3676798 I/H 628 71.1.219.106 10198 71.1.208.58 20198 UDP A
3676798 R/U 628 71.1.208.58 20198 71.1.219.106 10198 UDP A
3676799 I/H 1066 71.1.57.57 10008 71.1.57.53 20008 UDP A
3676799 R/U 1066 71.1.57.53 20008 71.1.57.57 10008 UDP A
3676800 I/H 532 71.1.213.104 10142 71.1.203.52 20142 UDP A
3676800 R/U 532 71.1.203.52 20142 71.1.213.104 10142 UDP A
Using the below command, I'm able to get all the IP's but I would like to get only the first ip from each line which has 2 IP's. There may be line which might not have IP's at all. so I would like to ignore that line.

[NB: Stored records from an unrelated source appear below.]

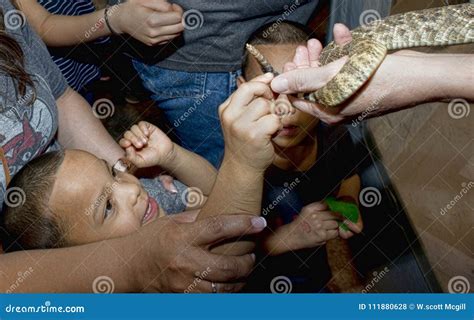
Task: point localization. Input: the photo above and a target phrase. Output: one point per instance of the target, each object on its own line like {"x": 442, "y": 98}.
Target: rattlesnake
{"x": 441, "y": 26}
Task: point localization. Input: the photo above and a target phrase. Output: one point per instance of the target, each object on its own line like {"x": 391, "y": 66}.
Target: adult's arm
{"x": 150, "y": 21}
{"x": 403, "y": 80}
{"x": 164, "y": 256}
{"x": 80, "y": 129}
{"x": 247, "y": 125}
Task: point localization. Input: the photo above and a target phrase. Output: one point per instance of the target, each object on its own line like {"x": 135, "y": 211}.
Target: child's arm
{"x": 248, "y": 125}
{"x": 146, "y": 146}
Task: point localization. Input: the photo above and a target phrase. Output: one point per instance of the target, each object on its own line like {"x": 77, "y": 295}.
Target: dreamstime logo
{"x": 103, "y": 108}
{"x": 282, "y": 108}
{"x": 199, "y": 277}
{"x": 191, "y": 109}
{"x": 370, "y": 16}
{"x": 373, "y": 106}
{"x": 103, "y": 284}
{"x": 193, "y": 19}
{"x": 281, "y": 284}
{"x": 276, "y": 200}
{"x": 101, "y": 22}
{"x": 459, "y": 284}
{"x": 192, "y": 197}
{"x": 14, "y": 19}
{"x": 465, "y": 188}
{"x": 14, "y": 197}
{"x": 370, "y": 197}
{"x": 288, "y": 11}
{"x": 459, "y": 108}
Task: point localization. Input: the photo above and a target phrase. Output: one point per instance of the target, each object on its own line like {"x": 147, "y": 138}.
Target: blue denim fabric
{"x": 190, "y": 101}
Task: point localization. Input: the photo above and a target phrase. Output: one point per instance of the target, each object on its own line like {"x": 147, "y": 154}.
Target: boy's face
{"x": 297, "y": 126}
{"x": 95, "y": 204}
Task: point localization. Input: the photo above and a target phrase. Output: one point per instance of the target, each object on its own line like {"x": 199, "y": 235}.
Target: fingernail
{"x": 259, "y": 222}
{"x": 173, "y": 188}
{"x": 280, "y": 84}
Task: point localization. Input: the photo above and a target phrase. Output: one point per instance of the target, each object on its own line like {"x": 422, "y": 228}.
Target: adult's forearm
{"x": 192, "y": 169}
{"x": 61, "y": 30}
{"x": 80, "y": 129}
{"x": 237, "y": 190}
{"x": 69, "y": 269}
{"x": 421, "y": 78}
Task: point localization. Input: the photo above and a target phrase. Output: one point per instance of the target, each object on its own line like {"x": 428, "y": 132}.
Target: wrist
{"x": 113, "y": 18}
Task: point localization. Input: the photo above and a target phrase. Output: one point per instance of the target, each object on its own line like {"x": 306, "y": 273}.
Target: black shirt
{"x": 286, "y": 193}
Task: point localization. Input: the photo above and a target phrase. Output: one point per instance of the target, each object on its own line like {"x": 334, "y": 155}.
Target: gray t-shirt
{"x": 216, "y": 31}
{"x": 28, "y": 130}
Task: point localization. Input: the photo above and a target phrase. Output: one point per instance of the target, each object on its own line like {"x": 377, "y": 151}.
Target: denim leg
{"x": 190, "y": 101}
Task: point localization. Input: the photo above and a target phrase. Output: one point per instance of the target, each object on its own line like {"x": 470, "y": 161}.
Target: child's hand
{"x": 248, "y": 124}
{"x": 146, "y": 145}
{"x": 314, "y": 226}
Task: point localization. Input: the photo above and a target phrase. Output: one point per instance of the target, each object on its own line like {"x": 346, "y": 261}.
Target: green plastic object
{"x": 348, "y": 210}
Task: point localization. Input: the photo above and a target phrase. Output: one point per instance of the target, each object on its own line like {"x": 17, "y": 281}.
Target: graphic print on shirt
{"x": 26, "y": 135}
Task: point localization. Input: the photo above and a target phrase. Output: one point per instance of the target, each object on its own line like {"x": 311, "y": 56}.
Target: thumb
{"x": 306, "y": 80}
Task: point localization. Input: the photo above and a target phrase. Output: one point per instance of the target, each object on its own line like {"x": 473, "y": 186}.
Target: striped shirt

grep -o '[0-9]\{1,3\}\.[0-9]\{1,3\}\.[0-9]\{1,3\}\.[0-9]\{1,3\}' <filename>
I tried to use Awk to get it (as suggested in one of the comments) but this was unsuccessful since it prints the fourth field from any line which does not have IP's as well.
awk '{ print $4 }' file
Any pointers would be highly helpful.
CodePudding user response:
To only print when the fourth field matches an IP address,
awk '$4 ~ /^[1-9][0-9]{1,2}(\.[0-9]{1,3}){3}$/{ print $4 }' file
To only print the first IP address on any line, regardless of where exactly it's found, try Perl:
perl -ne 's/.*?([0-9]{1,3}(\.[0-9]{1,3}){3}).*/$1/ and print' file
This looks quite similar to sed
but the non-greedy .*?
is not available in sed
. If you wanted the last IP address on every line, it would be easy to do with sed
.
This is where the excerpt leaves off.